We can conclude that in order to receive, we also need to give. This is one of the ways, and it is what God is pleased in. We begin by feeding ourselves with the word and prayer. This is something essential because what can we give then if we haven’t received from Him? But when we give what we have received, He multiplies it in our hands and blesses us even more. He multiplies our strength. Same as when the disciples gave those few loaves of bread and fish to Jesus, with which He fed the five thousand people (Mark 6:30-44). They were few, but they multiplied. This happened after they placed them in the hands of Jesus to feed the people.
There is a bond between love and faith, and hope. They go together and feed and strengthen each other, but the strongest one is love. It leads us to faith and hope many times. When we lack some of those two, we can always look for love. Obviously, the one that comes first in someone’s life is the faith through which he is saved.
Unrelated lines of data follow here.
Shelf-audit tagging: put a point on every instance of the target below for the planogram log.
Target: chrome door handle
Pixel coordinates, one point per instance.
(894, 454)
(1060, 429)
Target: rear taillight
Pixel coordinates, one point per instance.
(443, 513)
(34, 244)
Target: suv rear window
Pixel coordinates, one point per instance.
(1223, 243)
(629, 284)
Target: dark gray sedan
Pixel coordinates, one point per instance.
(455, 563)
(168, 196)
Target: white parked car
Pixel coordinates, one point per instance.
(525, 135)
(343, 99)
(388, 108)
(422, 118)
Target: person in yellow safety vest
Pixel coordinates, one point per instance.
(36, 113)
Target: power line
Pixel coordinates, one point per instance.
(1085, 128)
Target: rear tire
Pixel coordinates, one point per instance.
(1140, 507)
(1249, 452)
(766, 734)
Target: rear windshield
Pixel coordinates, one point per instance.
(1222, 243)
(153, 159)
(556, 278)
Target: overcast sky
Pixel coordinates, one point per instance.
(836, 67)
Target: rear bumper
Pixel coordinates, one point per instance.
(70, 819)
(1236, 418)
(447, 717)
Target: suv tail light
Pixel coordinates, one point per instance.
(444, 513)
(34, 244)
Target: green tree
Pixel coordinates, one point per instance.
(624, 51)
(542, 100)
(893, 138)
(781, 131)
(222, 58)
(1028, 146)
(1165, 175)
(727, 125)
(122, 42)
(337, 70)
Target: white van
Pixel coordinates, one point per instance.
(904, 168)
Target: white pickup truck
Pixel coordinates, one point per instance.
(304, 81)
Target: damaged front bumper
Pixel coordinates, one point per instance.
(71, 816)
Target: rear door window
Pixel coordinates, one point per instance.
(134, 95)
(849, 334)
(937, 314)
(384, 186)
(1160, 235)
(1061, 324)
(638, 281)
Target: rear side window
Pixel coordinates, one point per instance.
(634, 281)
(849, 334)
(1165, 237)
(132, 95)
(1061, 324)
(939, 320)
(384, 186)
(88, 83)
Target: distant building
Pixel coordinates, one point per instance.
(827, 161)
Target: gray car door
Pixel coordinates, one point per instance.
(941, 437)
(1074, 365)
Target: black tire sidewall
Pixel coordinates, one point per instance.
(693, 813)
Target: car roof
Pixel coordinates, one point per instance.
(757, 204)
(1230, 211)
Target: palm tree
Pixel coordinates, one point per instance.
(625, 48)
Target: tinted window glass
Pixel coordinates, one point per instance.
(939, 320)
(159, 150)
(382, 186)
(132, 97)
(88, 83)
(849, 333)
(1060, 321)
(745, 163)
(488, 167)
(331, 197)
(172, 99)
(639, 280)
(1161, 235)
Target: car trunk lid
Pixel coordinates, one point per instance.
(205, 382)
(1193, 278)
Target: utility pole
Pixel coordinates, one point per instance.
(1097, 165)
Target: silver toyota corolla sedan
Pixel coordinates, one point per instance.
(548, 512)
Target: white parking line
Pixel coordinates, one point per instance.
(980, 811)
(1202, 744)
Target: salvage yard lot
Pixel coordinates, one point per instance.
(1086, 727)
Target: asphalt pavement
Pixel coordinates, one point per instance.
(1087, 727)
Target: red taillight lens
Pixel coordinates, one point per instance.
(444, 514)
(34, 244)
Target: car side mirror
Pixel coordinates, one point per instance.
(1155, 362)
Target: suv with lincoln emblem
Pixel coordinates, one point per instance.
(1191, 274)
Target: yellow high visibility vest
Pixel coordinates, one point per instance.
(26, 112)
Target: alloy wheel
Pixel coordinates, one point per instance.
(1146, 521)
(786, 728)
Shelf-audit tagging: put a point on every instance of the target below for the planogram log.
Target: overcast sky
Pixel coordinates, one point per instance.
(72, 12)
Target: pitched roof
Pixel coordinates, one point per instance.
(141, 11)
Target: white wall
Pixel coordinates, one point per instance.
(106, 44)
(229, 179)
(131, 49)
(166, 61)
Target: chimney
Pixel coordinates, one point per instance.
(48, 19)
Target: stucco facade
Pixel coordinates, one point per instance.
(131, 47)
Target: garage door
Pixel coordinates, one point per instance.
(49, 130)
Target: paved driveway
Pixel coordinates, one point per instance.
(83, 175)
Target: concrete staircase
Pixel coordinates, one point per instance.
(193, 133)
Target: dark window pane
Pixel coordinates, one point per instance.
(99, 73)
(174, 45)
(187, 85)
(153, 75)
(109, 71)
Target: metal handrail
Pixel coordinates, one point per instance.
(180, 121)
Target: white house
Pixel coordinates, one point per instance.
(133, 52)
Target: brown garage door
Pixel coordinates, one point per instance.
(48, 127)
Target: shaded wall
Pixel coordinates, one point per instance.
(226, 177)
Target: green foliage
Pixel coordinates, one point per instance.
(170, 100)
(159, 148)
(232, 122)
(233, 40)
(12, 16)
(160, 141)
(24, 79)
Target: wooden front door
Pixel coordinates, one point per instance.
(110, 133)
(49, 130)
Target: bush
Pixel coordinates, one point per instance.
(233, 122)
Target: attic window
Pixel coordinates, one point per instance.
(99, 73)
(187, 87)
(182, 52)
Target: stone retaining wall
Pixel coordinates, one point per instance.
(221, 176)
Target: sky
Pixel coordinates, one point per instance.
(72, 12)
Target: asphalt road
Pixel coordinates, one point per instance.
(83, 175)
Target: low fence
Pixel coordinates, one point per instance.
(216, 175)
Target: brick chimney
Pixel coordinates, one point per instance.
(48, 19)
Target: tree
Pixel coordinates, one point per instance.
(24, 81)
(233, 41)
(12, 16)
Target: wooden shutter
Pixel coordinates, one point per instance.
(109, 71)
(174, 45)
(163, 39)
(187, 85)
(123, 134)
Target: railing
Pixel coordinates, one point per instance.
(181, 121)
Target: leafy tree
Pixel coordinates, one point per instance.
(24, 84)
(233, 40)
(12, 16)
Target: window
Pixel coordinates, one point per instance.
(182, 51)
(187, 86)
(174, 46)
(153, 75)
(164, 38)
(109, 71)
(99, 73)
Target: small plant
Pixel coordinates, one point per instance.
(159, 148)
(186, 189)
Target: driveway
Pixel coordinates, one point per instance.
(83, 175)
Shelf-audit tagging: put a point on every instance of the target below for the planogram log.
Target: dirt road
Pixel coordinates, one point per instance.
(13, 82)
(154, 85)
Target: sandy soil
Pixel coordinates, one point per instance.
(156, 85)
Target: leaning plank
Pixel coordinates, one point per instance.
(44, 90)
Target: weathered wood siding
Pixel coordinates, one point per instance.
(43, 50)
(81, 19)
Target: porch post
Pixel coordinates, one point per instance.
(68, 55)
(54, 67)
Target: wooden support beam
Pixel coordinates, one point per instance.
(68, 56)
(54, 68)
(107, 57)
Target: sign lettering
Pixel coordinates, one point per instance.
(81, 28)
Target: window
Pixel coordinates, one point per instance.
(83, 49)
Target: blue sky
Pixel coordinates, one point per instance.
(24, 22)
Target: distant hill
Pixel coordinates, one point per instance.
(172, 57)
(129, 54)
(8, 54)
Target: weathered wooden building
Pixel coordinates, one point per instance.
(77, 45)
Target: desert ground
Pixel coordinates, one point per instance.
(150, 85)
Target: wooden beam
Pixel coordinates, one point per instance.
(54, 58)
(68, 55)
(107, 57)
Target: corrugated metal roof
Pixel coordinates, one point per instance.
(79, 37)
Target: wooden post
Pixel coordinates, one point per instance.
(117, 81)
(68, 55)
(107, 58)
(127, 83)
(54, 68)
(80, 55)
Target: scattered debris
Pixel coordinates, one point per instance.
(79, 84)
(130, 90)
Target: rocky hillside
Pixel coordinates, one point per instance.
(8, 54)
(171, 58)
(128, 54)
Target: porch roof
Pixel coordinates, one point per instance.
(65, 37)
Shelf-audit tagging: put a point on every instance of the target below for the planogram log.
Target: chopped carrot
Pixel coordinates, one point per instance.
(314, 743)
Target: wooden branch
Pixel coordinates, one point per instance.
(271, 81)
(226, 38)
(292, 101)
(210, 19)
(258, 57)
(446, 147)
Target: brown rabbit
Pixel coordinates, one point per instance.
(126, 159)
But we mustn’t forget that he has been saved because the love of God reached him first, and this helped him to have that faith.
I said the things above for those who are already saved. In this case, the steward was already participating in God’s Kingdom, but like many Christians who are already saved, he was not showing that love and was not giving it value. Now I understand when someone says that to love is a choice. For those who have been saved already, many times, it is. For those who are not saved yet, it is impossible to have it. They still need to be reached by the love of God. The parable we see in Matthew 25:31-46, speaking about reaching out to “the least of these” as Jesus said, is for believers. And it talks about things being asked of the believers.
And with all of this, my purpose is not to promote the human kind of love. Anyway, if we think deeply and examine it, that kind of love is always having some sort of interest, some awaiting for a reward, while the love of God is pure and not selfish because it carries His heart. And the reward comes from God.